I just watched an ironically-long lecture by Google’s Ilya Grigorik who is part of their Make the Web Faster initiative. Most fascinating lecture I’ve heard, maybe. You might want to watch it too; but if not, let me try to give you the takeaways. You could have guessed the gist of this, but not its severity: The longer your site or app takes to load or respond, the more your engagement, bounce and ultimately retention, overall traffic and business will suffer, and every hundredth of a second makes a measurable difference, heavily so with general latency exceeding one second.
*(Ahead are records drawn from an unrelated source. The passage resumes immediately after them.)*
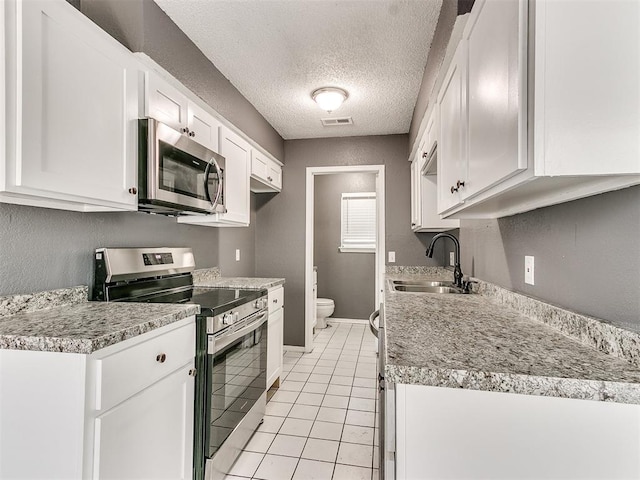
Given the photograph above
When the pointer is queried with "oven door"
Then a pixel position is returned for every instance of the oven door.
(181, 174)
(236, 379)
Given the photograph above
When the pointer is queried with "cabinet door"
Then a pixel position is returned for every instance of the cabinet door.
(275, 346)
(203, 127)
(150, 435)
(452, 150)
(236, 152)
(275, 175)
(78, 107)
(164, 102)
(587, 87)
(497, 96)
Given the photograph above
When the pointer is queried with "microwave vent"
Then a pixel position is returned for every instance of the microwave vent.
(336, 122)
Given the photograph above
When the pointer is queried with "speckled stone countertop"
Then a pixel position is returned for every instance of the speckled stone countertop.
(497, 341)
(86, 327)
(247, 283)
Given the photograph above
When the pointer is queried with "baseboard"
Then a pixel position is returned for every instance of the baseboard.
(294, 348)
(347, 320)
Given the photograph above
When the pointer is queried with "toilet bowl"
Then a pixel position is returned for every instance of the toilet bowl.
(324, 309)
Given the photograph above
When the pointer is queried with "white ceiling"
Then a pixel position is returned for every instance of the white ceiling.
(276, 52)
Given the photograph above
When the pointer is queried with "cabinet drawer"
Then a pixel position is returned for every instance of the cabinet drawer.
(276, 299)
(126, 372)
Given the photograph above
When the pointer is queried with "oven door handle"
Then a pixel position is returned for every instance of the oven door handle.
(226, 340)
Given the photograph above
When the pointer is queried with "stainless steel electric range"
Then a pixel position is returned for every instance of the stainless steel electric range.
(231, 344)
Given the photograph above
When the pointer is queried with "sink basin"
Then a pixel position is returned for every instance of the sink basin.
(427, 289)
(423, 283)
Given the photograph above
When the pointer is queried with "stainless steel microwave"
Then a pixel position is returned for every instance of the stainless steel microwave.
(177, 175)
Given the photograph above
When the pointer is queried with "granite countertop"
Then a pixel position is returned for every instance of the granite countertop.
(247, 283)
(481, 342)
(86, 327)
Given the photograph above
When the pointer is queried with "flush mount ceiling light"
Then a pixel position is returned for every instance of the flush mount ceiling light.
(329, 98)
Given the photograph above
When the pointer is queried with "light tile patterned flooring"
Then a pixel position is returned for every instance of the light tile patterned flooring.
(321, 423)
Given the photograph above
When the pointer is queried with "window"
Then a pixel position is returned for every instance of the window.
(359, 222)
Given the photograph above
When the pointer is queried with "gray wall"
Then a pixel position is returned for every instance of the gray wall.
(587, 254)
(347, 278)
(44, 249)
(280, 243)
(142, 26)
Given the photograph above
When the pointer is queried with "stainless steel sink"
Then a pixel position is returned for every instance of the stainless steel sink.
(424, 283)
(427, 289)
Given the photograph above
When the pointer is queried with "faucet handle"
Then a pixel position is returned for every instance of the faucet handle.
(467, 284)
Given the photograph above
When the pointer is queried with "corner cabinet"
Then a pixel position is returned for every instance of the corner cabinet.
(71, 106)
(125, 411)
(521, 127)
(275, 345)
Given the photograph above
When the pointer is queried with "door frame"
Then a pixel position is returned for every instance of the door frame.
(309, 306)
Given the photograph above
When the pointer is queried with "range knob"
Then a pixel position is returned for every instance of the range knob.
(227, 319)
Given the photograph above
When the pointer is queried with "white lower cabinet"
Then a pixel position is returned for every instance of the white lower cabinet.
(467, 434)
(71, 98)
(275, 342)
(123, 412)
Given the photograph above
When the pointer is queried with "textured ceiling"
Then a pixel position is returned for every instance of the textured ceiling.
(277, 52)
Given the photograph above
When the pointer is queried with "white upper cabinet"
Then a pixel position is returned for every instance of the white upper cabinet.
(496, 102)
(587, 88)
(424, 191)
(539, 106)
(72, 108)
(452, 146)
(237, 153)
(169, 105)
(266, 174)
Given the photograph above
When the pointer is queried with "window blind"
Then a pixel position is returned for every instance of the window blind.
(359, 223)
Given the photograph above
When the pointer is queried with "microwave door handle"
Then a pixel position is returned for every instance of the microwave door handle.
(214, 164)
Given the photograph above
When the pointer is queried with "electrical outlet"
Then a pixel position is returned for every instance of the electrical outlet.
(528, 270)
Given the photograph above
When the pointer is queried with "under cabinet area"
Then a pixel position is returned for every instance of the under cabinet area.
(125, 411)
(275, 346)
(71, 98)
(512, 436)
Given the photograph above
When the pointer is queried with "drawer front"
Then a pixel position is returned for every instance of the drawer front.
(126, 372)
(276, 298)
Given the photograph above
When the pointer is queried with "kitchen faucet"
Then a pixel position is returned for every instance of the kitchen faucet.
(457, 271)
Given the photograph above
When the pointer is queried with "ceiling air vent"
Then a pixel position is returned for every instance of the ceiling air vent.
(334, 122)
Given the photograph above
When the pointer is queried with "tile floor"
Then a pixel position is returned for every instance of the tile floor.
(321, 423)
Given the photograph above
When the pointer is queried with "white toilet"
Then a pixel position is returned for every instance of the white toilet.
(324, 309)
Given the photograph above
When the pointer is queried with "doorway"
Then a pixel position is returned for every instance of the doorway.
(378, 171)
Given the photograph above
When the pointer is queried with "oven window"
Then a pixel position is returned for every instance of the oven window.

Therefore, it should be among your top priorities to make your site or apps respond to user stimuli as seemingly-instantaneously as possible (ideally inside 1000ms). That’s the takeaway.
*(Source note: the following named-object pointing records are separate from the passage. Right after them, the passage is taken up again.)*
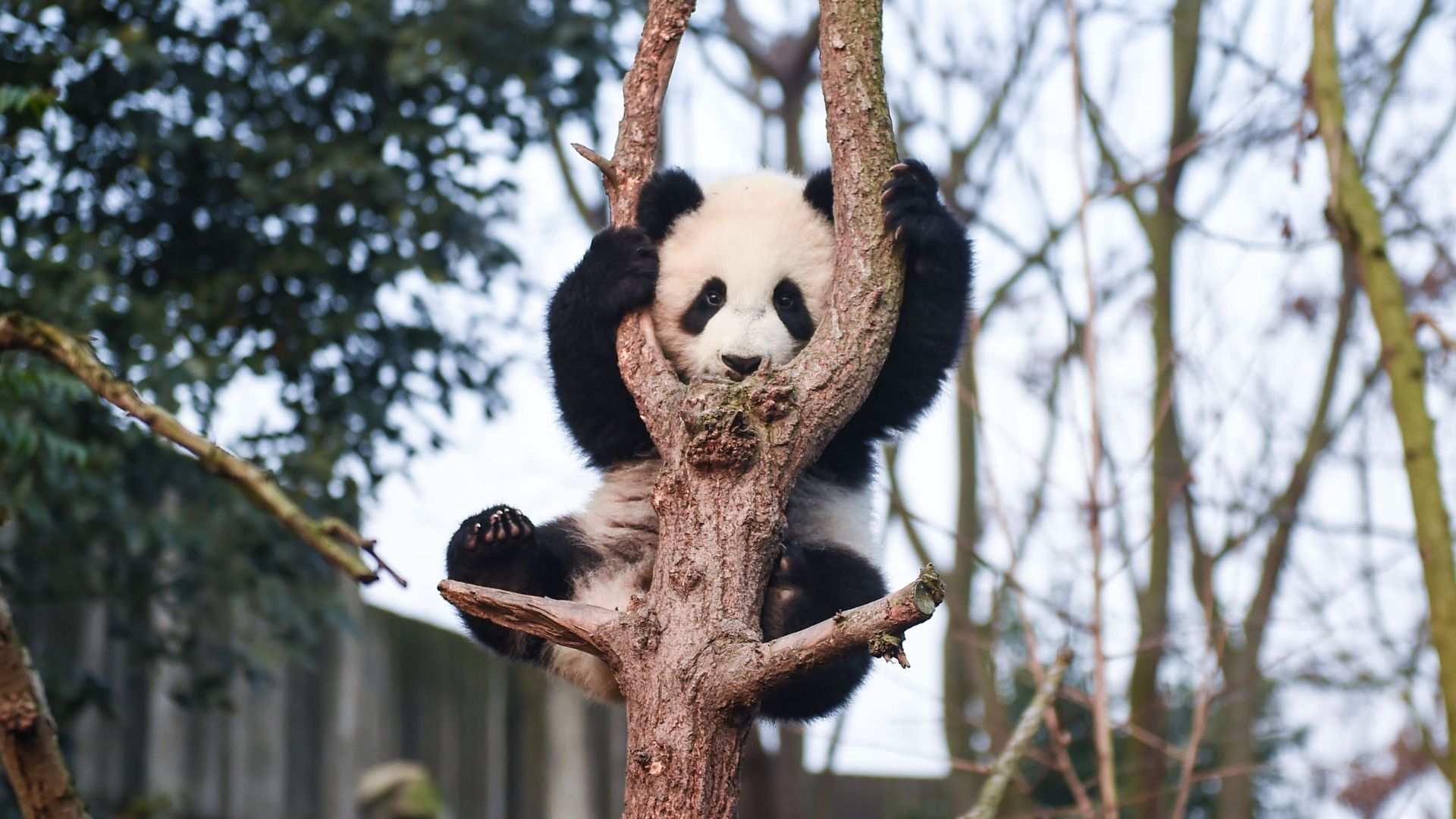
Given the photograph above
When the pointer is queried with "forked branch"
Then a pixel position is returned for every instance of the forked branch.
(878, 626)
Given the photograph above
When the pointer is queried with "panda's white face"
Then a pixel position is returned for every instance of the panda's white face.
(743, 278)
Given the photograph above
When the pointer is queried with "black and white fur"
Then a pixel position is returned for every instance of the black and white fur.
(737, 278)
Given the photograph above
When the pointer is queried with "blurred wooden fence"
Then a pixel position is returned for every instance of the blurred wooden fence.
(501, 741)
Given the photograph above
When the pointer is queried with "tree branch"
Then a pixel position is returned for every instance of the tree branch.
(1019, 739)
(332, 538)
(564, 623)
(33, 758)
(1359, 224)
(880, 626)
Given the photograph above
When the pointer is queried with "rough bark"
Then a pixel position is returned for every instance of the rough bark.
(1357, 223)
(33, 757)
(334, 539)
(689, 656)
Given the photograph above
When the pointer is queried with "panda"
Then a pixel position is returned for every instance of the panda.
(737, 278)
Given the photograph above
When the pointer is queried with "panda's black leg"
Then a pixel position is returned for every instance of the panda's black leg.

Especially as the size of webpages increase faster than the average Internet connection increases over time, we need to make the web faster not just because fast is fun or so that Google’s Search and Chrome can compete better with Microsoft’s Bing and IE but because based on studies by Google, by Microsoft and others, a site’s bounce rate increases significantly, specifically 0.65%, for each additional second it takes to load. Meaning the longer your site takes to load, the more traffic you’ll lose, the worse conversion rates you’ll have, the worse user experience you’ll deliver and so forth. Especially, especially with mobile users, a portion of your visits that you’ll continue to find expanding each month.
Google found that a delay as short as 400ms would lower the number of searches per user by 0.6%. Microsoft, after seeing what happens when slowing down Bing for a set of users with delays between 50ms through 2000ms, discovered that, for example, if they add a 2000ms delay, they make 4.3% less revenue per user. In an industry of thin margins on a large scale, that’s an enormous loss. Perhaps more significantly, with the additional 2000ms, after the page finishes loading users take over three seconds longer to click something, meaning visitor distractibility rises exponentially with the time it takes to load your site. And even after a period of five weeks of restored performance, Google saw that the damaged engagement figures across the board did not heal toward what they had been, therefore slowness creates permanent damage. Those visitors were shell-shocked, digitally scarred for life. Latency PTSD.
Whether it’s video games, VoIP RTTs, web apps or websites, Ilya Grigorik proposes that this is true and will remain true, that users perceive a complete response to what they do inside 100ms to be instantaneous. Nudging that delay up to 300ms, that feels sluggish. Up to 1000ms, mildly irritating, but still engaged. Now, above one second, users start thinking about other things, then they might go pursue one of those things rather than your site. If you make them wait over ten seconds, you’ll lose them. Goodbye. Stay inside 1000ms, at least for the immediately-visible and necessary components of your site or application. That should be your goal, even with mobile devices, hence his lecture’s title “Breaking the 1000ms Glass Mobile Barrier.”
Breaking that barrier is very challenging, even on a simple-looking page like google.com, almost impossible with phones. (If you’re interested in the technical end of why or you want to try to invent 5G, watch the video.) Fortunately, there are many ways to make your site load much faster without sacrificing any usability or even cosmetics. Actually, this page right here, the one that you’re reading, is taking more than ten seconds to load fully by my watch, and that’s very unacceptable according to what I’m writing about. This site is a perfect example of something that desperately needs improvement in terms of speed, and that might be toward the top of reasons our traffic has been suffering greatly. If this man knows what he’s talking about, improving our traffic and user experience substantially, fortunately, will be fairly easy, given that there are so many things we are doing wrong that are not that challenging to correct.
I intend to practice what I’m preaching and trim that fat down, and the first stop I’m going to use, and you may want to use if you run a website (unless you don’t want traffic and happy visitors), is Google Developers’ Make the Web Faster resource. If you want a thicker and more advanced resource, check out Ilya’s site, which, as you might expect, loads pretty fast (faster than google.com, actually), and it just might break that 1000ms barrier for you — if, and only if, you use a SPDY-capable browser (or live in Mountain View).